The initial status of 303 is the HTTP response code “303 See Other“. The server replied with the HTTP response code 303 in order to direct the browser to URI http://dbpedia.org/page/Civil_engineering which is a HTML page the browser can display. The original URI http://dbpedia.org/resource/Civil_engineering is an RDF resource that would not display as well in the HTML browser.

DBpedia implements a HTTP mechanism called content negotiation in order to provide clients such as web browsers with the information they request in a form they can display. The tutorial How to publish Linked Data on the Web describe this and other Linked Data techniques that are used by applications such as DBpedia.

In order to access the RDF resource directly a web client needs to tell the server to send it RDF data.

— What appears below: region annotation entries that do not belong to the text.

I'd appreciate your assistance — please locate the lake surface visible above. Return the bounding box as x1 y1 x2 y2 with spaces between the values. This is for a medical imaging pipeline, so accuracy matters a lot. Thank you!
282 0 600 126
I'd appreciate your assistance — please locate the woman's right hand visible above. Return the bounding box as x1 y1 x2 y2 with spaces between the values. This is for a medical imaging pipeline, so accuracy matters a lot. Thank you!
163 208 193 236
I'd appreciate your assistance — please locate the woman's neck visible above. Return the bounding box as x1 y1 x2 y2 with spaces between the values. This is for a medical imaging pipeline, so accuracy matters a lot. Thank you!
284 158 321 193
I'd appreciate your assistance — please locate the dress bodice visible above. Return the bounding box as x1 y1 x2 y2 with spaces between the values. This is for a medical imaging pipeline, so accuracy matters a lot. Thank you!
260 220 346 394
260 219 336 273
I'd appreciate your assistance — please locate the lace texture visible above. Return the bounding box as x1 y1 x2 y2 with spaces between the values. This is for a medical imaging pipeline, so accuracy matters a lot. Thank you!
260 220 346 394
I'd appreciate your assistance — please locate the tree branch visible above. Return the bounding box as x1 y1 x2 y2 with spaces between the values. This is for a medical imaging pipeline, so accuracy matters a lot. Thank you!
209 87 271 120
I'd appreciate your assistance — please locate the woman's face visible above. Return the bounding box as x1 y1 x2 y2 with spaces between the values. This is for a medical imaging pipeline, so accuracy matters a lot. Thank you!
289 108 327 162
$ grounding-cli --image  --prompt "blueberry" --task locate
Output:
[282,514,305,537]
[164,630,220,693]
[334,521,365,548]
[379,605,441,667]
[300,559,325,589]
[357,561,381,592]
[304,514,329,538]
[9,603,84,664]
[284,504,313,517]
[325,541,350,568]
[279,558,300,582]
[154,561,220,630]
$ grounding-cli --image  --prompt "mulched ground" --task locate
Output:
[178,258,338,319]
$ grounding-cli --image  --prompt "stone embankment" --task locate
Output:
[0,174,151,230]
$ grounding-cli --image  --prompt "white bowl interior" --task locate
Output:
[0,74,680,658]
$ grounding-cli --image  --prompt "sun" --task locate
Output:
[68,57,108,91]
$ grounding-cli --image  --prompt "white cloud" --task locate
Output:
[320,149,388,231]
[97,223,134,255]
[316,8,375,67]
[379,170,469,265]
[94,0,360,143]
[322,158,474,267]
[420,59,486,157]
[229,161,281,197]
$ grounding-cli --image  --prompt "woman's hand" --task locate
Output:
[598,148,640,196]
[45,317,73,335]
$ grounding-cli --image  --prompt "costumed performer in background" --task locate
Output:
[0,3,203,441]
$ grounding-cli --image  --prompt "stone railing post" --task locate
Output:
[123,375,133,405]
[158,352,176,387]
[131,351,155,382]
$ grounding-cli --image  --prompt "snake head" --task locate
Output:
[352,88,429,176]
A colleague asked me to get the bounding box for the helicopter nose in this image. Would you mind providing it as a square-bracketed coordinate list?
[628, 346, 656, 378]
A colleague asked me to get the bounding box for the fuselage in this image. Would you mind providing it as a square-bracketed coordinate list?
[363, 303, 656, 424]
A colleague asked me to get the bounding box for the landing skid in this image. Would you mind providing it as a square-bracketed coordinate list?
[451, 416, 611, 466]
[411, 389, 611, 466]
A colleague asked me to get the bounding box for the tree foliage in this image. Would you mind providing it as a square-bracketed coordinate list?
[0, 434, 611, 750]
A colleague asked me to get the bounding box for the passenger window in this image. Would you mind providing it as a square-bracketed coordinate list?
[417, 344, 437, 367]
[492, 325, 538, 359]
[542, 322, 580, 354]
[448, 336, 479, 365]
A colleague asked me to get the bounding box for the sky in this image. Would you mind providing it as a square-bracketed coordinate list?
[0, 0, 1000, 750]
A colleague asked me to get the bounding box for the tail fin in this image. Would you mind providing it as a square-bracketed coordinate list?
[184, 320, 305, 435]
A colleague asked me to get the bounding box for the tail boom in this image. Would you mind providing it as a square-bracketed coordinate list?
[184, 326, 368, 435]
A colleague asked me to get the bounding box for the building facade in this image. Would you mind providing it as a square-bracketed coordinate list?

A client can do this by sending the HTTP Request Header Accept: application/rdf+xml as part of its initial request. (The HTML browser had sent an Accept: text/html HTTP header indicating that it was requesting an HTML page.)

The Firefox Addon RESTTest can be used to set Accept: application/rdf+xml in the HTTP Request Header and directly request http://dbpedia.org/resource/Civil_engineering as shown in the image below.

In this case the request to http://dbpedia.org/resource/Civil_engineering succeeded as shown by the “Response Status 200″ and a RDF document was received as shown in the “Response Text”.

In both the RDF fragment shown in the image above and in the HTML page http://dbpedia.org/page/Civil_engineering the multiple language support is visible. The SPARQL queries below show how to extract specific information for a particular language.

SPARQL

DBpedia provides a public SPARQL endpoint at http://dbpedia.org/sparql which enables users to query the RDF datasource with SPARQL queries such as the following.

SELECT ?abstract
WHERE {
{ <http://dbpedia.org/resource/Civil_engineering> <http://dbpedia.org/ontology/abstract> ?abstract }
}

The query returns all the abstracts for Civil Engineering, in each of the available languages.

The next query refines the abstracts returned to just the language specified, in this case ‘en’ (English).

SELECT ?abstract
WHERE {
{ <http://dbpedia.org/resource/Civil_engineering> <http://dbpedia.org/ontology/abstract> ?abstract .
FILTER langMatches( lang(?abstract), ‘en’) }
}

The SNORQL query explorer shown in the image below, provides a simpler interface to the DBpedia SPARQL endpoint. The image below shows both the query and the result returned.

Other SPARQL endpoints such as http://demo.openlinksw.com/sparql/ (shown below) can query DBpedia by specifying the FROM NAMED clause to describe the RDF dataset. E.g.

SELECT ?abstract
FROM NAMED <http://dbpedia.org>
WHERE {
{ <http://dbpedia.org/resource/Civil_engineering> <http://dbpedia.org/ontology/abstract> ?abstract.
FILTER langMatches( lang(?abstract), ‘en’) }
}

Other Related DBpedia Articles

RDF as self-describing Data uses DBpedia and its SPARQL support to show how RDF is essentially ’self-describing’ – there is no need to know about traditional metadata (schemas) before exploring a data set.

Linking to DBpedia with TopBraid outlines the benefit of DBpedia in terms of providing relatively stable URIs for all relevant real-world concepts, thus making it a natural place to connect specific domain models with each other using the OWL built in propery owl:sameAs ( This property indicates that two URI references actually refer to the same thing ). TopBraid Composer provides support to link domain models with DBpedia .

Querying DBpedia provides examples of using SPARQL to query DBpedia.

Adding Semantic Markup to Your Rails Application with DBpedia and ActiveRDF and
Get Semantic with DBPedia and ActiveRDF describe using ActiveRDF to integrate DBpedia resources into web based applications. ActiveRDF is a library for accessing RDF data from Ruby and Ruby On Rails programs and can perform SPARQL queries.